I searched for Arabic in the forum, but I found none. So, I am glad I am the first one asking about Arabic support in OpenNMT? If yes, I hope you can provide more info on the level of support 'what tokenizer do you use, etc?
Thanks,
mzeid
I searched for Arabic in the forum, but I found none. So, I am glad I am the first one asking about Arabic support in OpenNMT? If yes, I hope you can provide more info on the level of support 'what tokenizer do you use, etc?
Thanks,
mzeid
Hello @mzeid, we have trained some Arabic-English/French models that you can test here: https://demo-pnmt.systran.net/production#/translation.

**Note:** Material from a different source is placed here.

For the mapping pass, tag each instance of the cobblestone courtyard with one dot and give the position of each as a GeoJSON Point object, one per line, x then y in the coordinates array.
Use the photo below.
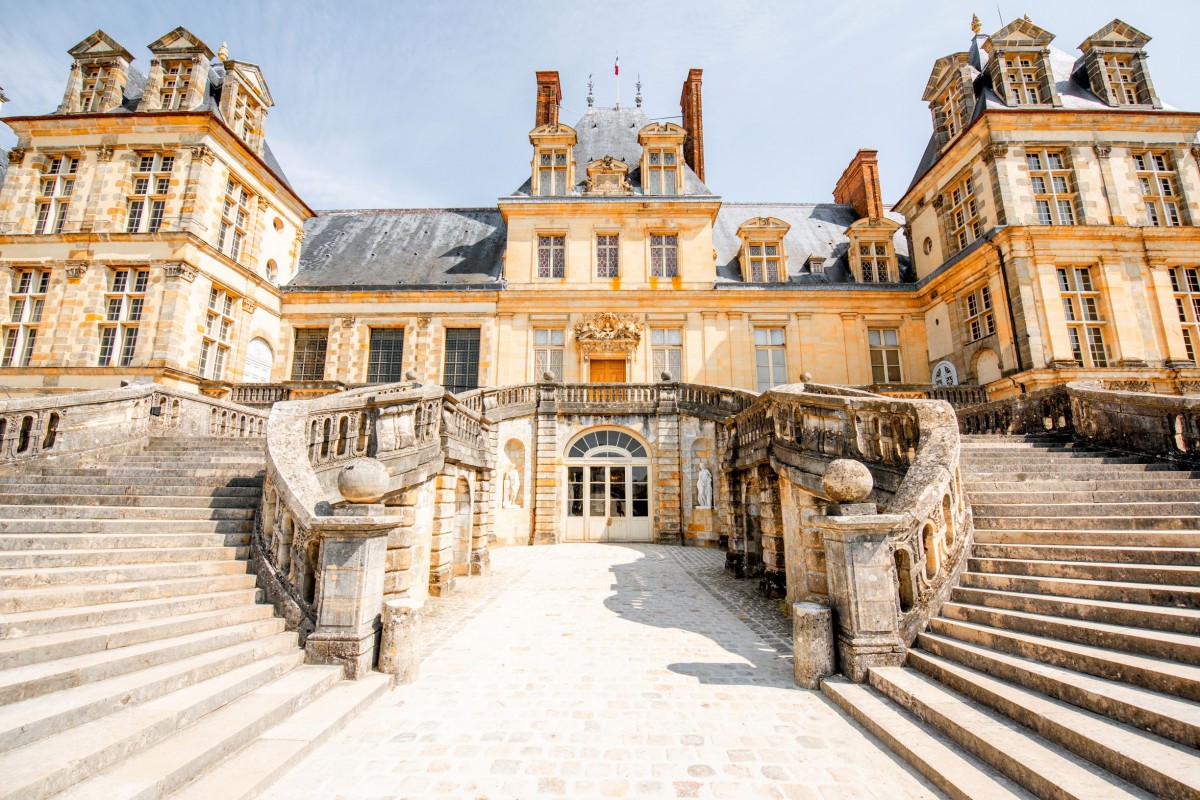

Tokenization is important indeed - we have been using for these models an in-house Arabic tokenizer. We have tried some BPE tokenization but it is not as good, and a CRF based tokenization which was producing quite good results. Let us know if you want more details.
Thanks Jean for your reply! I am planning to test OpenNMT, hopefully over this weekend. I will report my progress here.
Hi @jean.senellart, for CN and JA training with OpenNMT, could you recommend me a tokenizer to use? Thanks!
Hello Jean,
I am not sure if I understand you correctly. Does this mean that OpenNMT doesn’t have a tokenizer for Arabic and this in-house tokenizer is not available in the open-source build? If this is the case, what tokenizer should we use with OpenNMT?
Hello Mohamed, one of our Arabic expert will follow-up soon on that thread!
Thanks Jean! I look forward to hearing from him/her. I appreciate it.
Hello Mohamed,
There is no specific tokenizer for Arabic (Linguistic tokenization) in OpenNMT. But there is a tokenizer for all languages (tokenize.lua). It provides a basic tokenization (tokenization of punctuation and Arabic diacritics) or a BPE tokenization if a BPE model is used.
An example of a basic tokenization using tokenize.lua:
Raw text: وقررت كذلك أن تُعقَد الدورة الثامنة والعشرون في الفترة من 21 أيلول/ سبتمبر إلى 2 تشرين الأول/أكتوبر 2009.
Tokenized: وقررت كذلك أن ت ■ُ■ عق ■َ■ د الدورة الثامنة والعشرون في الفترة من 21 أيلول ■/ سبتمبر إلى 2 تشرين الأول ■/■ أكتوبر 2009 ■.
Hi, will the models used in live system be open?